Its a very pleasant and empowering feeling to get these kinds of results. I'd never seen anything like them before. I certainly don't think Reliv makes any sort of "miracle product". Just basic, complete, optimum nutrition. I don't make any claims that there are no other products available that might do the same thing. But based on the results I have gotten, results I can feel and measure, I plan to be taking Reliv products for a very long time.

Thursday, September 17, 2009

Welcome, and Thanks for Stopping By

In his wonderful book about building "a lifelong community of colleagues, contacts, friends and mentors", Never Eat Alone, networking guru Keith Ferrazzi suggests that there are really only three things that most people sincerely care about. He then identifies these as: their Health and the Health of the people they care about; their Wealth, at least to the extent of providing financial security; and the Time to be with those they love while pursuing their real passions. This resonated with me, but at 57 years old, I realized that I was not doing very well by this standard.

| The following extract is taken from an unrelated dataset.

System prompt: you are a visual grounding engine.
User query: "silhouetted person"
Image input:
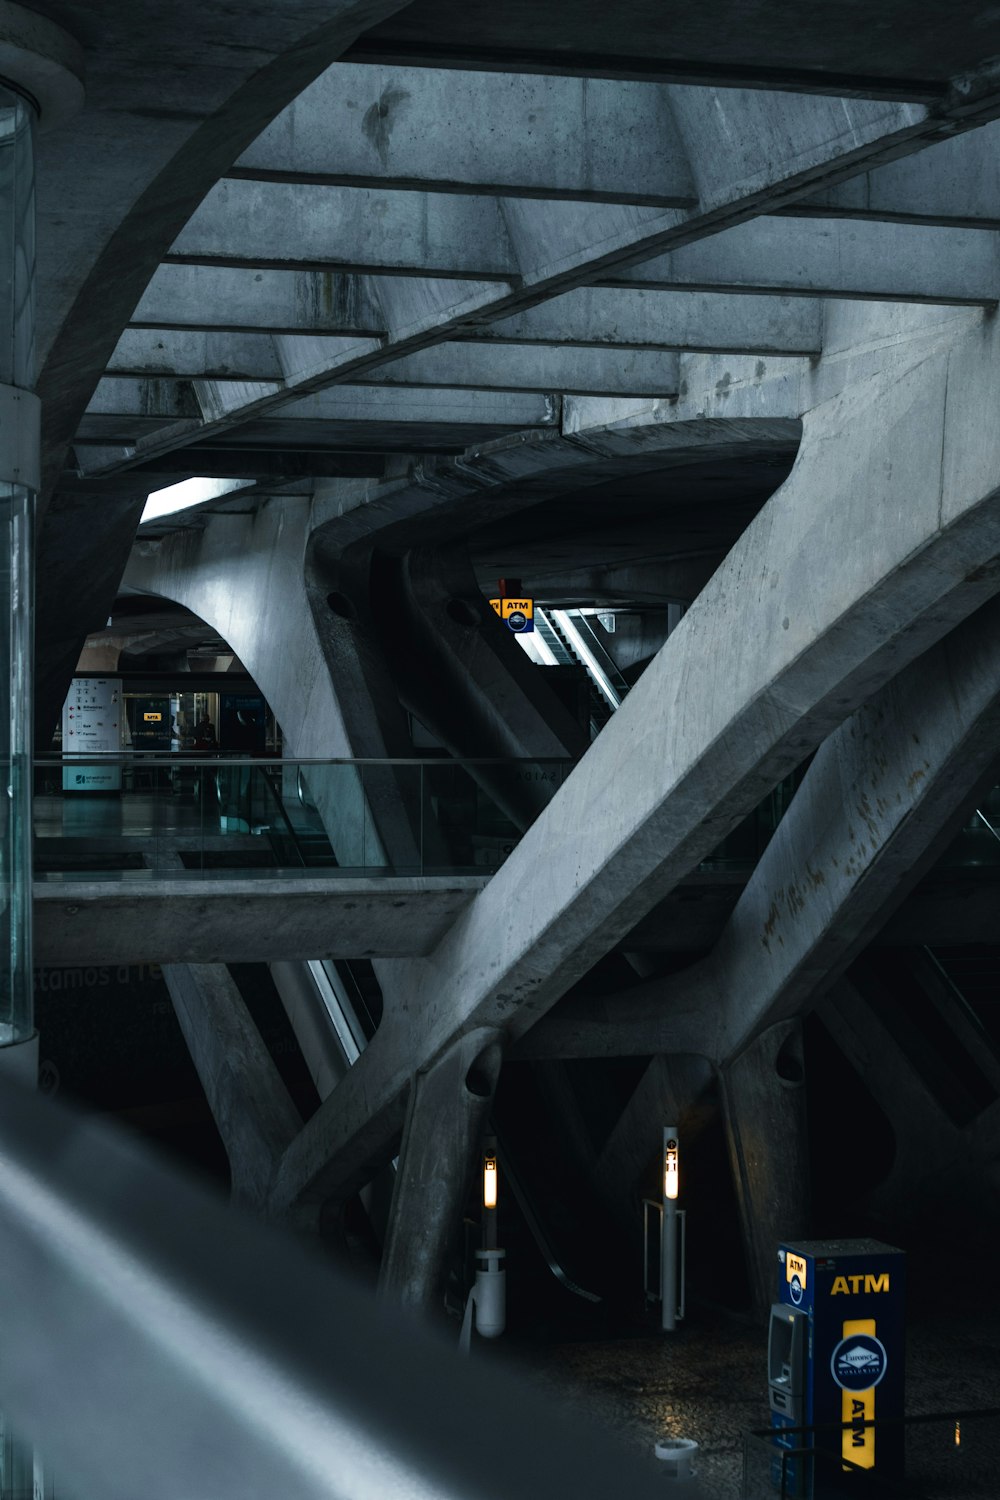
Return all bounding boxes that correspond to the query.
[193,715,217,753]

My health was generally pretty good, but trending in the wrong direction in many ways. I was carrying an extra 10 pounds, my blood pressure and blood sugar levels were slowly moving up out of the normal range, and my dentist kept warning me about my impending periodontal meltdown. I also knew I that I had inherited some risky genes. Cancer, cardiovascular disease, diabetes, Altzheimers..... if there was a way to die of it someone in my family had. So while I wasn't dealing with any immediate health problems, I didn't see any reason for confident complacency.

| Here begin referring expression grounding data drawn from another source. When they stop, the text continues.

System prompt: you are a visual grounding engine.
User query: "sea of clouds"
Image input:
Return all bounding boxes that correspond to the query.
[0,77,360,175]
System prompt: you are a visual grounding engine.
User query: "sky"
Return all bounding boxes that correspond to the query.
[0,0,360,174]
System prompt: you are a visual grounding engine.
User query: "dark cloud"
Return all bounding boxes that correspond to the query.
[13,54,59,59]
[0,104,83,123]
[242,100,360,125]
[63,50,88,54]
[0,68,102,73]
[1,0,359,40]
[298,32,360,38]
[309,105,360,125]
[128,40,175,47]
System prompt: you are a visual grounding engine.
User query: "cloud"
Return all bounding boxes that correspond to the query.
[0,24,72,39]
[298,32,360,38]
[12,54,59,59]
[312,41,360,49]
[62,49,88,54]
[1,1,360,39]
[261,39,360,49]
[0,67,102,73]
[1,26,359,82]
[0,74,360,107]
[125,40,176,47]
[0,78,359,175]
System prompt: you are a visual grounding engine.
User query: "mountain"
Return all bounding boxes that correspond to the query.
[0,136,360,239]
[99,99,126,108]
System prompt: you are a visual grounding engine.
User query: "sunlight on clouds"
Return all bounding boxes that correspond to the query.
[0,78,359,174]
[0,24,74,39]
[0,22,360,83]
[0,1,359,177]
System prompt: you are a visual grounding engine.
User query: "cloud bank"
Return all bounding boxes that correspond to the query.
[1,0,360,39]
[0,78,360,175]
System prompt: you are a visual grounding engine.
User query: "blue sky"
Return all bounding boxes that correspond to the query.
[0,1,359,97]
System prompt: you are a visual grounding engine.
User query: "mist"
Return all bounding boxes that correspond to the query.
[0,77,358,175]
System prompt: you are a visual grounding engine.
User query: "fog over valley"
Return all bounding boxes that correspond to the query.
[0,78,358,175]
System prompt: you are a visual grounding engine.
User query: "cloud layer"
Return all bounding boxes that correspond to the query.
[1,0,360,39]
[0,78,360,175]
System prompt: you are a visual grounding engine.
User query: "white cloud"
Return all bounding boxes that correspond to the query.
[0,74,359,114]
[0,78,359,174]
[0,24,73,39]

My wealth was circling the drain. After a disastrous, savings-draining three year entrepreneurial fiasco, I started a business in 2006 working with small businesses to help them improve their hiring results, employee retention and performance. Just as the world economy slid into the worst recession in decades and companies started to shed jobs like autumn trees did leaves may not have been the best time to start a business focused on helping companies add good employees. My previous venture left me with almost no financial cushion at all, and no matter how hard I worked and how much time I devoted to the new business my savings was slowly evaporating. I didn't even consciously realize just how much financial pressure I was under until I found myself seriously contemplating selling my most prized possession - my 1978 Cessna 172XP.

My time was spent trying to work more, and harder. Even if I had any "free" time, I didn't have the money to do anything with it. No eating out. No vacations. No flying. Postponing any purchase not urgently needed. Delaying care and maintenance on my aging home. Even the time I spent with my family and friends was shrinking - either because I could not afford to do much or maybe that I just didn't want them to see how bad things had gotten.

There is an old saying: "If you always do what you always did, you'll always get what you always got." Something had to change. And soon. And the only thing that I could change was .... me! And once I was ready, the opportunity to do so appeared as if by magic. And that brings us to my blog.

We'll be talking here about health, wellness and nutrition. About network marketing, working from home and starting over later in life. About making life fun again, and meaningful and what we want it to be. The ups and the downs. The great ideas and impressive mistakes. I don't know where this will all end up but I figure it has to be better than where I am now.

However you got here, welcome. I hope the name attracted you and that in time the content and community will bring you back. I'm looking forward to the discussion.